America’s ‘Great Retirement’ Led by Older Female Baby Boomers | Coronavirus Pandemic News

As of October 2021, the number of retirees in the US increased by 3.3 million, or 7%, compared to January 2020.

A surge in U.S. retirements during the Covid-19 pandemic has been led by older white women with no college education, according to research from the Federal Reserve Bank of St. Louis.

The regional Fed wrote in a recent blog post that the so-called Great Retirement trend that sees workers out of the labor force — whether forced or voluntary — is being driven by baby boomers 65 and older.

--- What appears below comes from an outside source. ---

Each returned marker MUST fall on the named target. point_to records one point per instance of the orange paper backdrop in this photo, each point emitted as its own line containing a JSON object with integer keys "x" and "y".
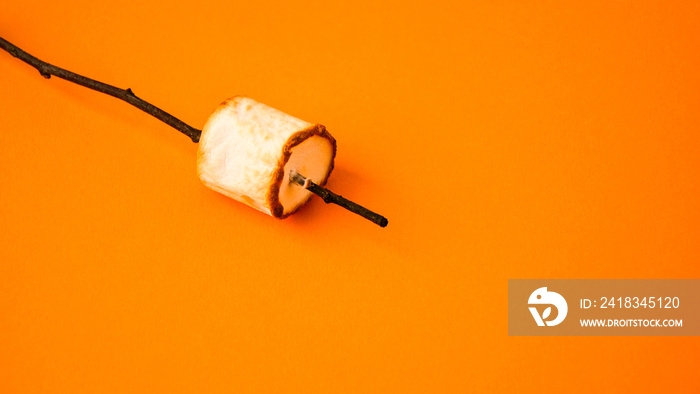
{"x": 502, "y": 140}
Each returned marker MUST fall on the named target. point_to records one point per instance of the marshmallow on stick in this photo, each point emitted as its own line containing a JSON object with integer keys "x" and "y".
{"x": 248, "y": 150}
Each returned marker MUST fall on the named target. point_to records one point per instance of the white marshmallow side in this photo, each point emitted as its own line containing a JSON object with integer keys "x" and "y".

In contrast, retirement for the 54- to 65-year-old group has barely changed.

Overall, as of October 2021, retirees increased by 3.3 million, or 7%, compared to January 2020, a figure that exceeds the expected demographic shift as the baby boomers exit the labor force in large numbers.

Here are some other findings:

Who are the retirees in the pandemic?

  • Female employees are more likely than men to retire, especially among those over 65
  • White workers more likely to retire than black, Hispanic and Native American peers
  • Asian Americans slightly more likely to retire than white workers of the same age
  • Married or widowed workers more likely to retire than unmarried single peers
  • Workers with a high school diploma or less education are more likely to retire than their peers with at least some college education
  • Veterans are more likely to retire than non-veterans, especially among 65- to 74-year-olds

road to retirement

During the Covid crisis, Americans retire early for many reasons, including because they lost their jobs, worried about their health or had to care for their families.

Another factor is a boom in the value of assets such as investments and real estate, which has given some Americans the chance to stop working sooner than they expected.

Fed researchers found that the average net worth of households headed by households aged 55 to 69 and 70 and older rose by 12% and 14.8%, respectively.

Unlike other developed countries, retirement is not necessarily a permanent shift in the U.S. It is not uncommon for Americans to “not retire” and return to the job market due to financial hardship or personal choice.

The Covid retirement boom has changed that dynamic. Many retirees have not been impacted returning due to health risks associated with the pandemic, according to Kansas City Fed research.

“We found that the current increase is largely due to a reduction in the number of retirees rejoining the labor market,” regional Fed economists Jun Nie and Shugui Yang wrote in a report last year.

“Even if the monthly transition from retirement to employment returns to the average pace of 2018-19, it will take more than two years to fully moderate the recent increase in the retirement share,” they wrote last August.

Their analysis predates the emergence of the omicron variant, which has proven to be more contagious than previous waves and could further deter retirees from returning to work.